RoHS and Contract Manufacturing
June 7, 2010
On the purchasing scene, I constantly see options for RoHS products. There is a slight shift towards contract manufacturers becoming RoHS compliant here in the US, so I decided to look at the nature behind this movement and to see whether or not it is something that Electro Soft, Incorporated should pursue.
RoHS means Restriction of Hazardous Substances, based upon the European Union’s Directive 2002/95/EC. It restricts the use of specific hazardous materials found in electrical and electronic products. All applicable products in the EU after 7/1/06 must pass RoHS compliance which is basically a screening and verification using RoHS analyzers such as x-ray fluorescence or SRF metal analyzers.
While it is oftentimes called the “Lead Free” directive, there are six substances that it addresses. The banned materials are as follows:
- Mercury (Hg)
- Cadmium (Cd)
- Hexavalent Chromium (CrVI)
- Polybrominated bipheyls (PBB)
- PolyBrominated diphenylethers (PBDE)
The reason behind this switch is due to environmental concerns such as pollution of landfills and dangerous occupational exposure while manufacturing and recycling. As technology changes at a rapid pace, people are getting rid of their obsolete electronics at a higher pace. These electronics are shipped to other countries in order to be recycled where both adults and children become poisoned by the hazardous materials. Unusable parts find their way into landfills, while items that can be recycled are sent back to the United States, thus creating a cycle.
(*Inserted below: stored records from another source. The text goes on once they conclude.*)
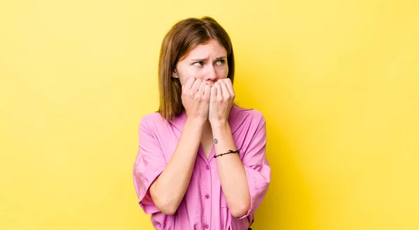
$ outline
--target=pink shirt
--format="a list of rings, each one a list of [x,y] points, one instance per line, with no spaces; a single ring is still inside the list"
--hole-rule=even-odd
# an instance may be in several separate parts
[[[133,168],[133,180],[139,204],[156,229],[247,229],[270,181],[270,168],[265,149],[265,121],[260,112],[234,105],[228,123],[240,159],[244,166],[250,191],[250,209],[235,218],[231,215],[221,190],[213,148],[207,158],[201,145],[189,185],[172,215],[160,212],[149,188],[169,162],[186,121],[184,112],[170,121],[159,113],[145,115],[139,125],[140,145]],[[237,153],[232,153],[237,154]]]

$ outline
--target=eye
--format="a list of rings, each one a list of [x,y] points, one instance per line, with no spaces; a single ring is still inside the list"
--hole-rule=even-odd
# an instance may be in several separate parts
[[[197,61],[193,63],[192,65],[195,66],[203,66],[204,65],[204,62],[203,61]]]
[[[217,61],[215,63],[218,66],[221,66],[221,65],[223,65],[225,63],[226,63],[226,60],[221,59],[221,60]]]

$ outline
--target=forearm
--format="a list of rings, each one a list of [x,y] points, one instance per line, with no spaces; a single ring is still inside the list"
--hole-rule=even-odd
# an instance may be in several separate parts
[[[212,125],[216,155],[236,150],[228,123]],[[221,187],[231,214],[240,217],[250,208],[250,193],[243,164],[237,153],[216,158]]]
[[[154,204],[165,214],[176,212],[188,188],[203,129],[203,122],[186,120],[172,158],[150,187]]]

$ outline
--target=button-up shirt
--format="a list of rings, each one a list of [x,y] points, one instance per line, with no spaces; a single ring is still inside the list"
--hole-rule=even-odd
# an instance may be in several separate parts
[[[218,174],[212,148],[207,158],[199,146],[191,181],[176,213],[165,215],[155,206],[149,187],[169,162],[186,121],[184,112],[166,121],[159,113],[144,116],[139,125],[139,148],[133,166],[133,180],[139,204],[156,229],[247,229],[254,221],[270,181],[271,171],[265,155],[265,121],[252,109],[233,105],[228,118],[235,146],[241,149],[250,192],[250,209],[236,218],[230,213]],[[237,153],[231,153],[237,154]]]

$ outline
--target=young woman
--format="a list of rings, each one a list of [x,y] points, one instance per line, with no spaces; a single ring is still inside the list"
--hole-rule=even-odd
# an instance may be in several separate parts
[[[248,229],[270,181],[266,129],[234,105],[230,38],[214,19],[188,18],[166,34],[160,107],[139,125],[133,179],[156,229]]]

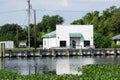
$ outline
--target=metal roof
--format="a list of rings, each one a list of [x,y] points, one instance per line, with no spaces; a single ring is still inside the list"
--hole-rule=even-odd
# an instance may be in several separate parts
[[[69,33],[70,37],[81,37],[82,34],[81,33]]]
[[[118,39],[120,39],[120,34],[112,37],[112,40],[118,40]]]
[[[52,31],[42,36],[42,38],[53,38],[56,37],[56,31]]]

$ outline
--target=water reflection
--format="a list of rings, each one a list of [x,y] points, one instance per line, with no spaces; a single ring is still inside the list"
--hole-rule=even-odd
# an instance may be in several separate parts
[[[74,56],[74,57],[36,57],[0,59],[0,69],[27,74],[81,74],[86,64],[120,64],[120,56]],[[79,68],[79,70],[78,70]]]

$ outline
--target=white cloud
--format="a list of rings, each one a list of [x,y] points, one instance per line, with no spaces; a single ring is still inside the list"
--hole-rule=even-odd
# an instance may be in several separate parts
[[[65,6],[65,7],[68,6],[68,0],[63,0],[63,6]]]

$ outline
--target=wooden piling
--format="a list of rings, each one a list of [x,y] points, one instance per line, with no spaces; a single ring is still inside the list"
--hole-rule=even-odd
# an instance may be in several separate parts
[[[5,43],[0,43],[0,57],[5,57]]]

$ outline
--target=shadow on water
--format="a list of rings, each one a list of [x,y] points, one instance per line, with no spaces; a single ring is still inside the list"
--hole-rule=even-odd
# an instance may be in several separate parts
[[[0,69],[28,74],[82,74],[87,64],[120,64],[120,56],[31,57],[0,59]]]

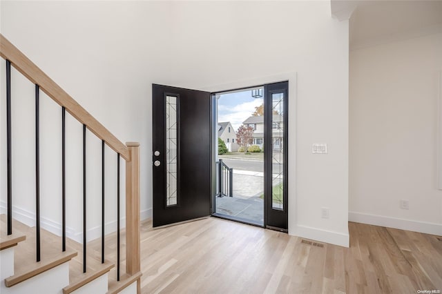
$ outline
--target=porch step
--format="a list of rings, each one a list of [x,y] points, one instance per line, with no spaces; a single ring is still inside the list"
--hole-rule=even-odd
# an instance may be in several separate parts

In the manufacturing sector, if a large enough client requires RoHS compliance, it makes sense to make the entire company compliant due to economies of scale. It doesn’t make sense to purchase two different versions of the same item. However, the changeover is not only costly, but there are performance issues associated with going “lead-free”. The solder alternatives require a higher melting point, which may damage components and PC boards. There are other problems such as sensitivity to moisture, which causes reliability issues, not to mention tin whiskering, which causes short circuits (though significant failures have not been reported to date).
Total lead use in electronics is only 2% world wide and only 4% of the lead in landfills comes from electronic components/boards. While these are only miniscule contributions to the world wide problem, it is easy to see why major brands have made the decision to become RoHS compliant. Panasonic, Apple, Dell and HP are on the growing list of companies that have made or are in the process of the switch. Smaller contract manufacturers will eventually have to fall in line and follow suit.
So what is your position on RoHS compliance? Has your company or any of your clients requested it?